Rev. Dr. Martin Luther King, Jr.
Litany by W. B. McClain and L. H.
Stookey
Leader: We remember the conviction of Martin
Luther King, Jr., that "freedom is never voluntarily given by the
oppressor; it must be demanded by the oppressed."
People: Therefore, we pray for courage and
determination by those who are oppressed . . . .
Leader: We remember Martin’s warning that
"a negative peace which is the absence of tension" is less than
"a positive peace which is the presence of justice."
People: Therefore we pray that those who work
for peace in our world may cry out first for justice . . . .
Leader: We remember Marin’s insight that
"injustice anywhere is a threat to justice everywhere. We are
caught in an inescapable network of mutuality Tied in a single garment of
destiny. Whatever affects one directly affects all indirectly."
People: Therefore, we pray that we may see
nothing in isolation, but may know ourselves bound to one another and to all
people under heaven . . . .
Leader: We remember Martin’s lament that
"the contemporary church is often a weak, ineffectual voice with an
uncertain sound. It is so often the arch-supporter of the status
quo. Far from being disturbed by the presence of the Church, the power
structure of the average community is consoled by the Church’s silent and
often vocal sanction of things as they are."
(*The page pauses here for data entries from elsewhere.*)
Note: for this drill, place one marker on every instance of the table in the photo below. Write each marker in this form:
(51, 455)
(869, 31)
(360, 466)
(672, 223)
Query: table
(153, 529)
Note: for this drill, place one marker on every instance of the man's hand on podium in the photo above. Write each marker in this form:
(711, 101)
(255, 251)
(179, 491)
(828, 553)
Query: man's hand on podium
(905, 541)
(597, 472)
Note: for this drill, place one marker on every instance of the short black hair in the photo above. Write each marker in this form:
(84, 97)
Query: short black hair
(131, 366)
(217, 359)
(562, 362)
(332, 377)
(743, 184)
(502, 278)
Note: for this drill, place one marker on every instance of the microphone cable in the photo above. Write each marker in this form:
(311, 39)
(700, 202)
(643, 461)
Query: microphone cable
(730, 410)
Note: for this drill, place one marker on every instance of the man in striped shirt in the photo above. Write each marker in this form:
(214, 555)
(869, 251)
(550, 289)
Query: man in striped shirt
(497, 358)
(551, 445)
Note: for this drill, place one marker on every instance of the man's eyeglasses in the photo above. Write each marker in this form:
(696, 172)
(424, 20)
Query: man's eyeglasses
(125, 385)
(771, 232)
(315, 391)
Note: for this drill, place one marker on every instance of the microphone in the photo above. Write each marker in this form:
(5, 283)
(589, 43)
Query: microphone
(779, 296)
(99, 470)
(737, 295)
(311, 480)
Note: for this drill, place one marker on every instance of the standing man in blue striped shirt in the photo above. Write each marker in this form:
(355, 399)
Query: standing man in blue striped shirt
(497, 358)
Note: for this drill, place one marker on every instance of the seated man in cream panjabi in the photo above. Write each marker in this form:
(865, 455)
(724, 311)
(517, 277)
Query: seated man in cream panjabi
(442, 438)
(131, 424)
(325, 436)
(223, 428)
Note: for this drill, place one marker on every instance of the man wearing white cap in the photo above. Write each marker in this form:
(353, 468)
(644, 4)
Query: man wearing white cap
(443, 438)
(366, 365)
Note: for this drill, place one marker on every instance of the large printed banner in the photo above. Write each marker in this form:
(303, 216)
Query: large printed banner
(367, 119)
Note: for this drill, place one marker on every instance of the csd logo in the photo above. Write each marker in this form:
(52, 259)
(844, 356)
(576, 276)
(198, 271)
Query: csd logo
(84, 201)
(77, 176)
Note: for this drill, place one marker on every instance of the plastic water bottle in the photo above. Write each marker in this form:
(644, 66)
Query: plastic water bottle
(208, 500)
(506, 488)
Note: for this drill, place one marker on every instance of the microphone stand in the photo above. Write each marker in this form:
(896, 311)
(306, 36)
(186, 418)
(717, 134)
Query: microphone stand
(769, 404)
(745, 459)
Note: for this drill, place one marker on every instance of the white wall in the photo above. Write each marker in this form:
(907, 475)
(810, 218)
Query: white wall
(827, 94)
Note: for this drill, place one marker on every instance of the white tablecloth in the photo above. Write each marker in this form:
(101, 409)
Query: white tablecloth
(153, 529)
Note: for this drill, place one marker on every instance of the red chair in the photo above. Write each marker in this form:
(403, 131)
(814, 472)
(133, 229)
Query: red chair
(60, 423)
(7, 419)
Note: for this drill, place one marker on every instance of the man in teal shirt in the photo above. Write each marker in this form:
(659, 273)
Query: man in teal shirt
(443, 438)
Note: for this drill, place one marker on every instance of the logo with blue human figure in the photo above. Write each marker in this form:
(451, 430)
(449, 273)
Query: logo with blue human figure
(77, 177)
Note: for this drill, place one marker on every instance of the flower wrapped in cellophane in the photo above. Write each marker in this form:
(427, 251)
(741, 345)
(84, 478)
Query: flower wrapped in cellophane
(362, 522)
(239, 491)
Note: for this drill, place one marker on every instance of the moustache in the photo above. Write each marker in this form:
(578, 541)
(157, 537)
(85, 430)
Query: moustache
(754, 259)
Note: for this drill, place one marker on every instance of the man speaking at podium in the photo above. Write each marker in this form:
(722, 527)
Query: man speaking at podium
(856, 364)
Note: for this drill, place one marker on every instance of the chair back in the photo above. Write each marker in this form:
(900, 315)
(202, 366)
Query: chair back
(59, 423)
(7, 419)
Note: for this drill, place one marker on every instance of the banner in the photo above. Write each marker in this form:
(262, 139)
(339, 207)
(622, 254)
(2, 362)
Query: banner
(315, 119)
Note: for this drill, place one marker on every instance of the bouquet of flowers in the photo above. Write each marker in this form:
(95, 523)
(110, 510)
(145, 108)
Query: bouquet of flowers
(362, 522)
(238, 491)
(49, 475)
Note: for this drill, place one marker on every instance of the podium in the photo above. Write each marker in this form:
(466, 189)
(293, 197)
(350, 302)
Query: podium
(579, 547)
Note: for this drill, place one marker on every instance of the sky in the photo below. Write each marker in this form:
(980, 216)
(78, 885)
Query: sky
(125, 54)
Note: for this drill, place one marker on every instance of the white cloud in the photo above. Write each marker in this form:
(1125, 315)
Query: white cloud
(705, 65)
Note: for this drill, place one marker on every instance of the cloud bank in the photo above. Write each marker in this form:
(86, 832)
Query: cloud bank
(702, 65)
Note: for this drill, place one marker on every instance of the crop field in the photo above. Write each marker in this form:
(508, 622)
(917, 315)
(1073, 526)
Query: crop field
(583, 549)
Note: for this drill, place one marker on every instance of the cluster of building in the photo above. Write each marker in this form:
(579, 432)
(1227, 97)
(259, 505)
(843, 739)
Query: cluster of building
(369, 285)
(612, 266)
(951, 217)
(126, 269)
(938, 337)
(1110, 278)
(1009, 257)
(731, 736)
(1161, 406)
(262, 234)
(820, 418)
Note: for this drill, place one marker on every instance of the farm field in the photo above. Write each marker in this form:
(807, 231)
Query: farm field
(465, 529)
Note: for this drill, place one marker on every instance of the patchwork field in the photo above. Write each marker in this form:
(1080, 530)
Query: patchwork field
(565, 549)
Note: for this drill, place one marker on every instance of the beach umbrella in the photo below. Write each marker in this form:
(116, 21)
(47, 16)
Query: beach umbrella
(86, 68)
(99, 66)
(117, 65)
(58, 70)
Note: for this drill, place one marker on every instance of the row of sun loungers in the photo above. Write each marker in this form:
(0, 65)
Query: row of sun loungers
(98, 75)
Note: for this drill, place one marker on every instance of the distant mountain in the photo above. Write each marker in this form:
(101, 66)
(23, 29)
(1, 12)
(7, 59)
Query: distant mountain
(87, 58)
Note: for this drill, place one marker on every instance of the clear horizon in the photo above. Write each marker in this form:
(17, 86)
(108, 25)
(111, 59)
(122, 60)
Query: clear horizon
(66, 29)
People: Therefore, we pray that neither this
congregation nor any congregation of Christ’s people may be silent in the
face of wrong, but that we may be disturbers of the status quo when that is
God’s call to us . . . .
Leader: We remember Martin’s "hope that
dark clouds of racial prejudice will soon pass away and the deep fog of
misunderstanding will be lifted from our fear-drenched communities and in some
not too distant tomorrow the radiant stars of love and brotherhood and
sisterhood will shine over our great nation with all their scintillating
beauty."
People: Therefore, in faith, we commend
ourselves and our work for justice and peace to the goodness of almighty God.